Often, the new lawyers are sorely disappointed. "I tend to still think that the legal profession was something people went into to help people with the problems they face in their lives," says Ronald Fox, who practiced law for 20 years before he quit to counsel law students at Harvard, and now, with a psychologist, advises disheartened lawyers at the Center for Professional Development in the Law in Cambridge, Mass. "The depth of the gap between the expectation of what you're going to get and what you actually get is so great."

Apparently, prospective professionals have been catching on. Law schools saw a precipitous decline in the number of applicants in the 1990s, dropping from nearly 100,000 in 1991 to less than 75,000 in 1999, according to the Law School Admissions Council in Newtown, Pa.

Like many before her, Michelle Monse went to law school with little consideration for the realities of the profession. "I thought, 'I'm a good arguer. I'll become a litigator,' "she recalls.

But she soon grew discouraged with the constant combativeness. "It's more satisfying to work things out.
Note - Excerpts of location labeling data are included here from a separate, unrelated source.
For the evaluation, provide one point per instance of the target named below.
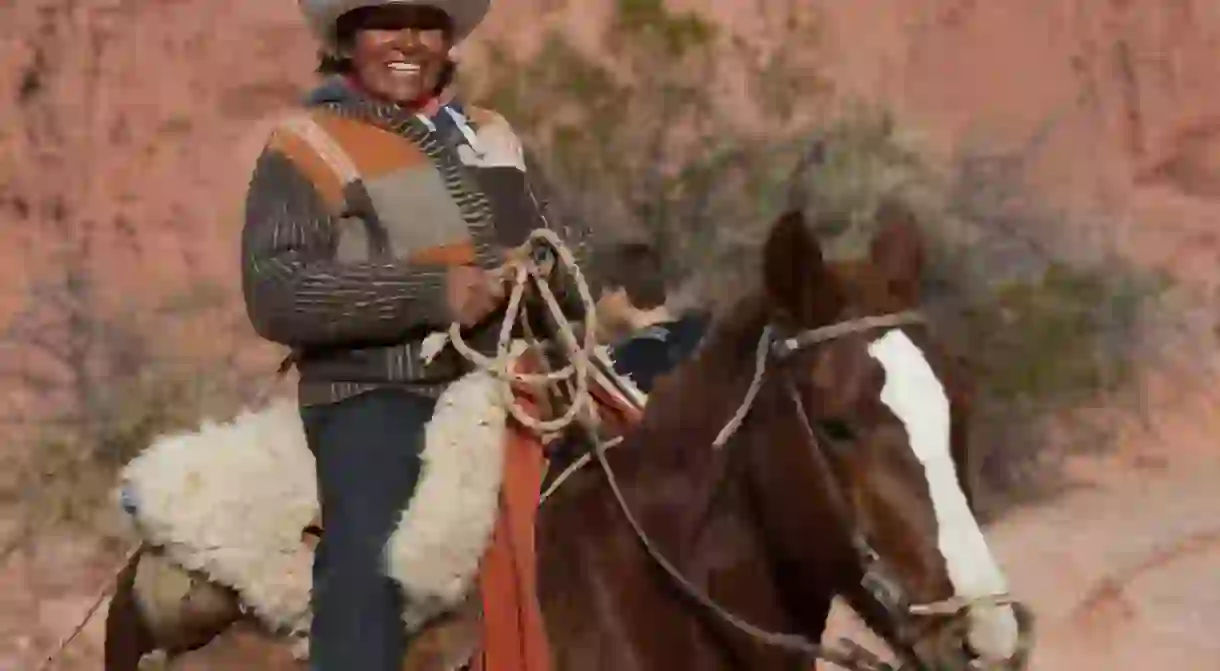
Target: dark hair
(635, 267)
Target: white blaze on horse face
(915, 395)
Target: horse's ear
(794, 272)
(897, 251)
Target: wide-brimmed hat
(322, 15)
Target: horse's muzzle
(948, 650)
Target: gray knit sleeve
(298, 294)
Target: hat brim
(322, 15)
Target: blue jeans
(367, 450)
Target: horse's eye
(837, 430)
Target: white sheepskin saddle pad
(231, 500)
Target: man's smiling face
(398, 51)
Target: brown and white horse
(814, 447)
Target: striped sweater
(349, 271)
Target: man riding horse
(375, 217)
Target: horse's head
(863, 415)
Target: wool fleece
(231, 499)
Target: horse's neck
(606, 603)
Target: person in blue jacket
(647, 338)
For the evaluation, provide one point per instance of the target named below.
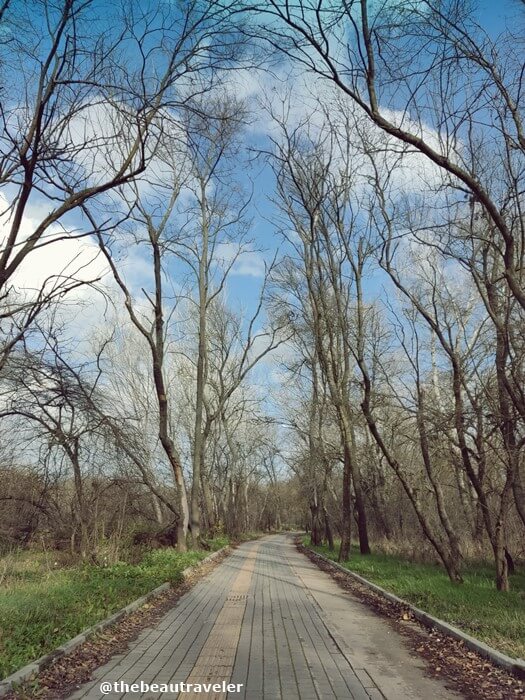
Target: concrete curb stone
(33, 668)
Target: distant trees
(372, 386)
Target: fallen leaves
(463, 669)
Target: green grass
(41, 609)
(475, 606)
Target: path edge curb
(514, 666)
(34, 667)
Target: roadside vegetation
(44, 604)
(475, 606)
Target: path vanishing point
(268, 620)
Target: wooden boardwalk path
(270, 621)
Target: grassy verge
(40, 610)
(475, 606)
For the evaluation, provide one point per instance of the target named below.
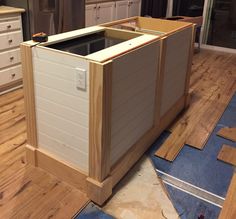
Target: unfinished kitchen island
(93, 104)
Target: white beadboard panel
(58, 70)
(176, 65)
(133, 97)
(130, 122)
(72, 140)
(70, 155)
(139, 55)
(139, 81)
(61, 98)
(62, 110)
(68, 87)
(69, 127)
(121, 111)
(136, 131)
(127, 118)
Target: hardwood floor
(212, 85)
(26, 191)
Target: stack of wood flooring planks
(212, 85)
(26, 191)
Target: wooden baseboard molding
(56, 167)
(99, 192)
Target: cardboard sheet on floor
(141, 195)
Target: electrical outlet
(80, 79)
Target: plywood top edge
(10, 10)
(121, 48)
(65, 36)
(71, 35)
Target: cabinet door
(91, 15)
(122, 10)
(105, 12)
(134, 8)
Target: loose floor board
(227, 154)
(228, 133)
(229, 207)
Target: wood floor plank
(26, 191)
(228, 133)
(227, 154)
(212, 86)
(229, 208)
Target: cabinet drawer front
(10, 25)
(10, 57)
(10, 40)
(10, 75)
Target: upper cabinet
(134, 8)
(105, 12)
(91, 15)
(122, 9)
(115, 10)
(99, 13)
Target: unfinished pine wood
(229, 208)
(100, 120)
(213, 83)
(26, 191)
(28, 80)
(227, 154)
(229, 133)
(133, 107)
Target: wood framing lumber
(229, 208)
(227, 154)
(27, 69)
(100, 121)
(228, 133)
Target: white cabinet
(122, 9)
(100, 13)
(134, 8)
(10, 39)
(91, 15)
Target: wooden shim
(229, 208)
(100, 120)
(227, 154)
(228, 133)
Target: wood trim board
(28, 81)
(227, 154)
(100, 120)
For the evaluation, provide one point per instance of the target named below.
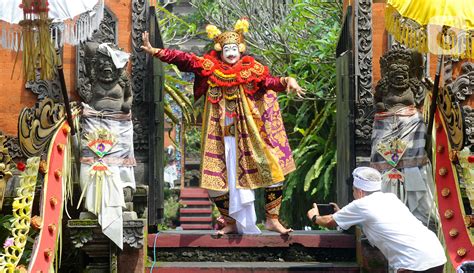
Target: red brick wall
(13, 96)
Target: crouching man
(388, 224)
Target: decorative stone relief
(139, 109)
(363, 69)
(107, 33)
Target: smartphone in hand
(325, 209)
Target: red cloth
(188, 62)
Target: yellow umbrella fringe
(413, 35)
(22, 206)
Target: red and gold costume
(246, 92)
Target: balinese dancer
(398, 138)
(244, 144)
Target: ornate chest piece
(231, 95)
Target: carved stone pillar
(363, 72)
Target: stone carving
(109, 86)
(38, 124)
(393, 91)
(106, 33)
(5, 167)
(107, 155)
(398, 136)
(419, 85)
(450, 97)
(363, 66)
(84, 231)
(140, 109)
(469, 122)
(46, 89)
(13, 146)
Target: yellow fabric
(441, 12)
(408, 20)
(22, 208)
(262, 157)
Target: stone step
(198, 209)
(193, 219)
(299, 246)
(195, 210)
(196, 226)
(199, 239)
(254, 267)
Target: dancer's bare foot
(275, 225)
(228, 229)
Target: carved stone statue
(107, 156)
(393, 91)
(398, 137)
(110, 88)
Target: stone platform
(301, 251)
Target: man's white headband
(369, 184)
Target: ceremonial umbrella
(441, 27)
(40, 27)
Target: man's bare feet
(275, 225)
(228, 229)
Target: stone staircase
(203, 252)
(197, 211)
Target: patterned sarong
(263, 154)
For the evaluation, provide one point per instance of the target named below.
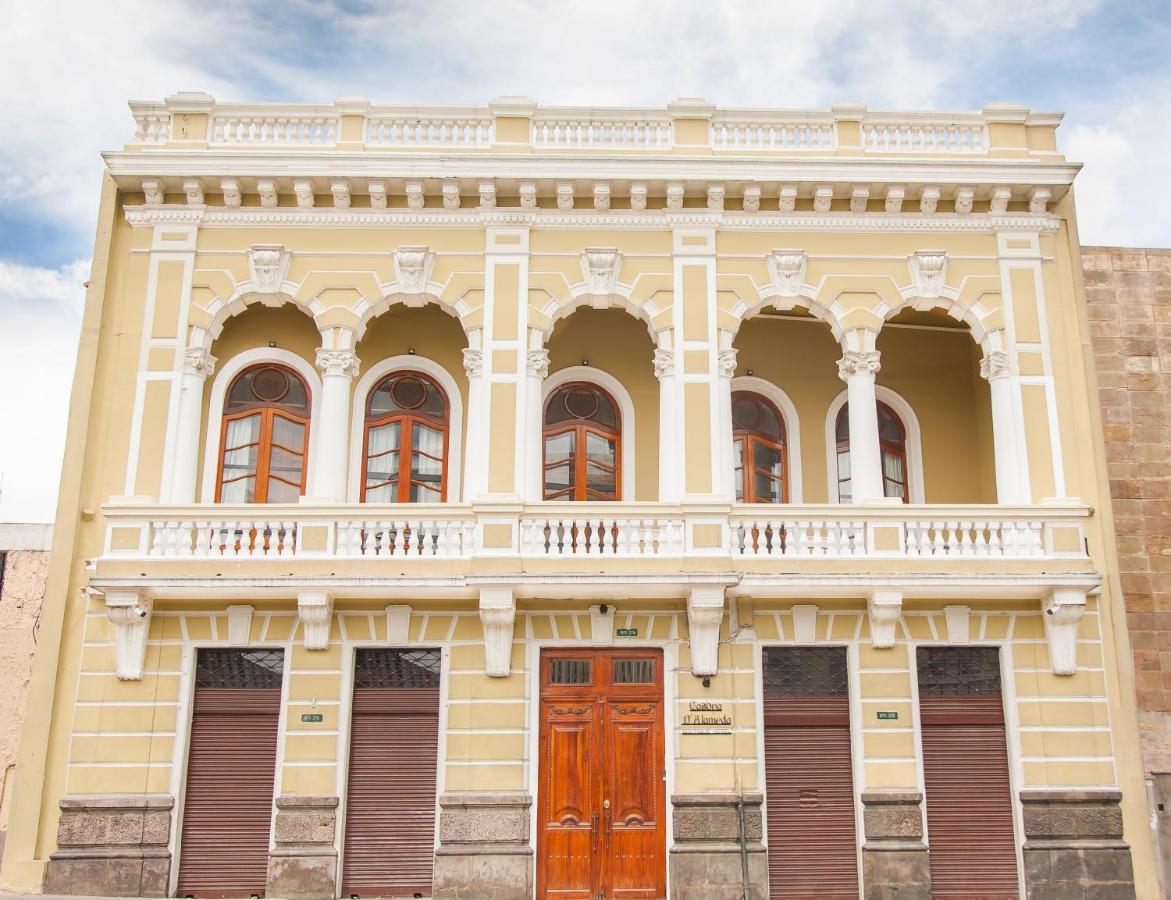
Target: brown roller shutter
(808, 775)
(231, 765)
(390, 802)
(965, 767)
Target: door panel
(600, 823)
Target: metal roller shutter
(228, 801)
(808, 777)
(390, 803)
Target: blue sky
(67, 69)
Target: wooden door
(602, 798)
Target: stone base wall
(111, 846)
(1074, 846)
(302, 864)
(895, 861)
(484, 847)
(706, 859)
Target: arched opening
(404, 446)
(582, 439)
(265, 437)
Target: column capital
(858, 362)
(536, 363)
(198, 361)
(995, 364)
(337, 362)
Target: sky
(68, 67)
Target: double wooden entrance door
(602, 797)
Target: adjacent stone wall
(1129, 306)
(1074, 846)
(111, 846)
(302, 864)
(706, 859)
(895, 863)
(484, 847)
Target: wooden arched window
(760, 452)
(582, 444)
(265, 437)
(405, 442)
(892, 446)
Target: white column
(339, 369)
(1007, 448)
(857, 369)
(198, 365)
(670, 433)
(536, 369)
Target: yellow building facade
(522, 501)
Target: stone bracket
(129, 612)
(315, 609)
(705, 613)
(1063, 610)
(884, 609)
(498, 612)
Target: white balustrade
(768, 134)
(272, 129)
(429, 131)
(635, 134)
(924, 137)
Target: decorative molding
(600, 266)
(929, 272)
(995, 364)
(858, 362)
(959, 624)
(129, 612)
(664, 363)
(398, 624)
(198, 361)
(337, 362)
(1063, 610)
(536, 363)
(805, 623)
(239, 625)
(601, 625)
(884, 609)
(412, 268)
(268, 263)
(705, 613)
(788, 272)
(498, 612)
(315, 611)
(473, 362)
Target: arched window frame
(442, 377)
(625, 406)
(913, 447)
(783, 405)
(223, 380)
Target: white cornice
(625, 219)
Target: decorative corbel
(1063, 609)
(398, 624)
(805, 623)
(884, 609)
(498, 612)
(239, 625)
(601, 624)
(705, 612)
(129, 612)
(315, 609)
It's so much better for everyone to get to 'yes' than trying to prove your point."

On top of that, "I wasn't working for anything that really motivated me," she says.

After five years at a corporate firm in Dallas, she realized she didn't want to wind up like the firm's partners, who were holed up in their offices regularly until 8:00 or 9:00 at night.

Ms. Monse left the legal practice to teach, and eventually abandoned law altogether. Now a program director for a Dallas charity, she doles out money to nonprofits.

Today, Monse earns $55,000 a year - about the same amount she earned as an attorney nearly 20 years ago, and about half of what starting lawyers make at a big firm in Dallas today. Any regrets?

"I wouldn't trade the life I have now for anything," she says.